The people behind the project
Skater and skate park builder Bob Zevenbergen has built quite a few skateparks in his time. I met Zevenbergen at Skatepark Utrecht, one of his very own creations together with his brother and other collaborators.
Lately, he has been involved with the Concrete Jungle Foundation, a charity that aims to empower others by sharing the experience of skateboarding. Zevenbergen told me about the skate park he worked on in Angola and his trip to Curacao later this month. To hear more about his and his colleague Tom Critchley’s experience in Angola, check out our conversation here.
While skating together, I comment on Bob’s moves; jumping to a rail to grind it, and snagging the tip of a ramp to ride down again. He chuckles, “I mean, I built the park, I know a few tricks.”
Getting the project going
There are actually a few different ways to make a skatepark, according to Zevenbergen. Many parks get their start from a couple of skaters building a few things out of plywood or concrete, usually referred to as ‘DIY parks.’ Pre-fab skateparks are not made on the location of the skatepark, instead, the ramps and obstacles are made in a factory and then shipped to the location and installed afterward. Another way is to build the ramps and pour the concrete on location.
However, the task is easier said than done, as Utrecht “skater’s union” official and skater Koen Whitman explains. Apart from designing the ramps and obstacles of the course, funds need to be allocated before construction can start, not to mention there has to be support for the project, from both ends; not just the municipality or the skaters, but both.
“To get the council, the city to actually listen to the skaters [is where it begins]. What we did here in Utrecht is we made a skateboard union. Different skate parks, skate schools, skateboard shops, we all came together to improve skateboarding here in Utrecht. We became the voice, and the city had to involve us when it came to skateboarding. We just kind of said, hey if you’re gonna add something [skating-related] be sure to include us and we’ll make sure that the community will support it as well.” Whitman says that once someone becomes a trusted source, it’s pretty easy to go from there.

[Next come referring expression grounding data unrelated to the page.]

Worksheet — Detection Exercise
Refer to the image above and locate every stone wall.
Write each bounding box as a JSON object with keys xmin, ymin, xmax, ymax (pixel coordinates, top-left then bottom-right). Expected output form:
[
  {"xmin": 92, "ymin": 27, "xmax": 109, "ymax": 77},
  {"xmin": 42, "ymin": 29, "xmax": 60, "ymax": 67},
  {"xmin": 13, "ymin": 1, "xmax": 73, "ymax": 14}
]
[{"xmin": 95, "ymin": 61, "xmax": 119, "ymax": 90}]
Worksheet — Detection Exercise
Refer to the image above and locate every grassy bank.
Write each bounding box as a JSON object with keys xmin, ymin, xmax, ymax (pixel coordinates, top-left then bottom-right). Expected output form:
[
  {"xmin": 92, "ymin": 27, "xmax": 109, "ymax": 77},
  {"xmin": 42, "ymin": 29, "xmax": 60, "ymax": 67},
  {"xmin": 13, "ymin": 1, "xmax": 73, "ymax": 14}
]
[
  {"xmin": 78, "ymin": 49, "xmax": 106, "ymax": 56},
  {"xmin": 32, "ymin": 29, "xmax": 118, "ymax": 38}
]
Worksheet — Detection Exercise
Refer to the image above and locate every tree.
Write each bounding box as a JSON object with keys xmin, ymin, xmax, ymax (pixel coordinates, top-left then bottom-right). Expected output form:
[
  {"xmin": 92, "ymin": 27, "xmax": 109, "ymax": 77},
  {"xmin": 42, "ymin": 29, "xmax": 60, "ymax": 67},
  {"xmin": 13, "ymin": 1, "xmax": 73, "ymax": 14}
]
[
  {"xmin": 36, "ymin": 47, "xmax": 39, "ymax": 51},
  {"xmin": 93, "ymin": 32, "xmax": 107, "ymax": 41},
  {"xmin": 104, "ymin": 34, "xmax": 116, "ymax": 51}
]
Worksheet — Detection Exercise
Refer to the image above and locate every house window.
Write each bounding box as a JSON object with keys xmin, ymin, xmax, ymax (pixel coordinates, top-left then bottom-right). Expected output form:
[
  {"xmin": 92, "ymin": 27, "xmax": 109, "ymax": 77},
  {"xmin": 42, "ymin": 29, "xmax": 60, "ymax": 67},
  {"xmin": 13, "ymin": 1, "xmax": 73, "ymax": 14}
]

“And write something down once in a while!” Whitman exclaims. It’s important to remember projects like this don’t happen overnight, it takes a lot of people doing a lot of different tasks to accomplish a certain goal. While the process itself can sometimes take one to four years, a cement skatepark will provide fun for years to come.
The value of a skatepark
Jasper Meert, a youth union official for Dilbeek Skatepark in Belgium, explains a little bit about what he has seen on the job. “You see kids, 6-7 years old, coming to skate with their dads, and their dads skate as well and they are skating together and it’s just really nice to see. It has a really positive impact. Not only that, these younger skaters come here and [meet] other skaters, and they get introduced to the community here, which is really great for everyone and good for the kids to get inspired as well.”
What makes skateboarding different from other sports is that regardless if there is a sanctioned place for skaters to skate or not, they will find spots to skate and show off their developing talents. Skating is more similar to dancing as opposed to a team sport like soccer. There’s no coach, no teammates, no Most Valuable Player. People skate to develop their skills, to be creative, and to express themselves. A curb, a staircase, or a handrail will have a completely different purpose for a skater. However, just because skateboarding has no boundaries, that doesn’t mean providing a safe space for skating isn’t worth it.